Les rivalités entre grandes puissances se manifestèrent très vite. L’impérialisme allemand jadis s’était appuyé sur le nationalisme croate. Aussi, quand la Slovénie et la Croatie proclamèrent leur indépendance, l’Allemagne s’empressa de la reconnaître. Le gouvernement français, lui, commença à apporter son soutien aux dirigeants serbes, suivant en cela la tradition de sa diplomatie. Il se déclara en faveur du maintien des frontières de la Yougoslavie. Puis, quand cette position devint indéfendable, il se fit le champion de la défense de l’indépendance de la Bosnie contre les Serbes.

La volonté des dirigeants yougoslaves de se partager des fiefs dans ce pays avait provoqué la guerre et conduit à sa désintégration. Les dirigeants des puissances impérialistes ne se préoccupèrent que du parti qu’ils pouvaient en tirer. Et par la suite, leur intervention, à chaque étape du conflit, aggrava et accéléra cette évolution.

Les accords conclus à Dayton, dans l’Ohio, en novembre 1995 et signés peu après à Paris, le furent sous l’égide des États-Unis. Peu enclins à risquer l’enlisement dans un nouveau bourbier, les dirigeants américains ne s’étaient intéressés au conflit que tardivement. « Il n’y aura pas d’usage unilatéral des forces des États-Unis. Nous ne sommes pas les gendarmes du monde », avait déclaré en 1992 le secrétaire d’État, James Baker. Mais quelques années plus tard, assumant précisément ce rôle de gendarme de l’impérialisme, les dirigeants américains intervinrent dans le conflit, accompagnant leur pression diplomatique d’une campagne de bombardements qui aggravèrent encore les souffrances de la population.

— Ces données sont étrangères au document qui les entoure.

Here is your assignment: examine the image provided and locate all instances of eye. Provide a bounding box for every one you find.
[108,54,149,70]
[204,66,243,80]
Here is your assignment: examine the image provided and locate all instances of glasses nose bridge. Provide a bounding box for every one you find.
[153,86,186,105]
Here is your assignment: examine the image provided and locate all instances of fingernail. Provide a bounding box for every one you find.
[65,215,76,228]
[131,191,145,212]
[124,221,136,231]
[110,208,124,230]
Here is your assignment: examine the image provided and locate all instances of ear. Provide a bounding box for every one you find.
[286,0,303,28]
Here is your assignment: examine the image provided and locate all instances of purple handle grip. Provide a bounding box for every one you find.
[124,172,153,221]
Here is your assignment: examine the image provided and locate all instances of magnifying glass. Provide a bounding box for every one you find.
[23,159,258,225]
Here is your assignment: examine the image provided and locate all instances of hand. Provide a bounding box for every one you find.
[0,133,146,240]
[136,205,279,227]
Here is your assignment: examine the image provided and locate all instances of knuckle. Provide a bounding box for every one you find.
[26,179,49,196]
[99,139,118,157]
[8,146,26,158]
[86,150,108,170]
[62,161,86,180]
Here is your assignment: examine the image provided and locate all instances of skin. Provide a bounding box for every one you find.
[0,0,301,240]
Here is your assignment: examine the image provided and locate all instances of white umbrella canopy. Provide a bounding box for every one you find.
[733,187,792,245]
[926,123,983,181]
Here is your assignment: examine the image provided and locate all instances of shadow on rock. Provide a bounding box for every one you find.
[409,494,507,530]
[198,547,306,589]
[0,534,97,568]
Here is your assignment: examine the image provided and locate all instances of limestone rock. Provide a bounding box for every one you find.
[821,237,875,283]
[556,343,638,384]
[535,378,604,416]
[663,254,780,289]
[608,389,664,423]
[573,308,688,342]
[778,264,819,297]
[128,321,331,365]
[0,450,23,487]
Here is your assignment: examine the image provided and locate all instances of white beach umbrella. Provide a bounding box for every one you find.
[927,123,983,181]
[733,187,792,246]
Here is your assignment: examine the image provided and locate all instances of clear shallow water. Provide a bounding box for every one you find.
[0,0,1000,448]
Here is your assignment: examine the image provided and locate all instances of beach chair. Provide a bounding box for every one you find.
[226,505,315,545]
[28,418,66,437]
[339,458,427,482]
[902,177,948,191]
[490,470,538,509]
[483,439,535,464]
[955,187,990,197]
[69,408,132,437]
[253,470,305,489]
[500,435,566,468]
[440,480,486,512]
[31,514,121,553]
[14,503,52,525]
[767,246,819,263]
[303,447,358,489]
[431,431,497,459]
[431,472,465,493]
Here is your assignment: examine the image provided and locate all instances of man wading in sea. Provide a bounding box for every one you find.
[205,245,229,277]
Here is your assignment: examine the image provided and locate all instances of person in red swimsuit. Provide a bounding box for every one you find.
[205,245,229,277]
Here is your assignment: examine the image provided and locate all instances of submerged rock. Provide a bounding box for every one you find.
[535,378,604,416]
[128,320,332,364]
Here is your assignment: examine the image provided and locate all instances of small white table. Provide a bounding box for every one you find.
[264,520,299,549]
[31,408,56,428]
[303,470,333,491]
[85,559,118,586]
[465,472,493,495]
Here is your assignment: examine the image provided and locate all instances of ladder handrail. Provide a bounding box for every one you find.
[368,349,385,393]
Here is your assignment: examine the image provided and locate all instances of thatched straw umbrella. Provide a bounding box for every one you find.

Les solutions envisagées par les uns et les autres des représentants impérialistes n’avaient rien à voir avec le respect des droits des peuples. Les accords de Dayton sanctionnèrent un découpage aberrant de la république bosniaque, un charcutage entre Serbes, Croates et Musulmans, avec des déplacements et regroupements forcés de populations à grande échelle. La fin de la guerre ouverte fut certes un soulagement pour elles. Mais il n’y eut de stabilisation qu’en apparence, car la situation avalisée par les grandes puissances était d’emblée invivable pour les peuples. Et elle l’est restée.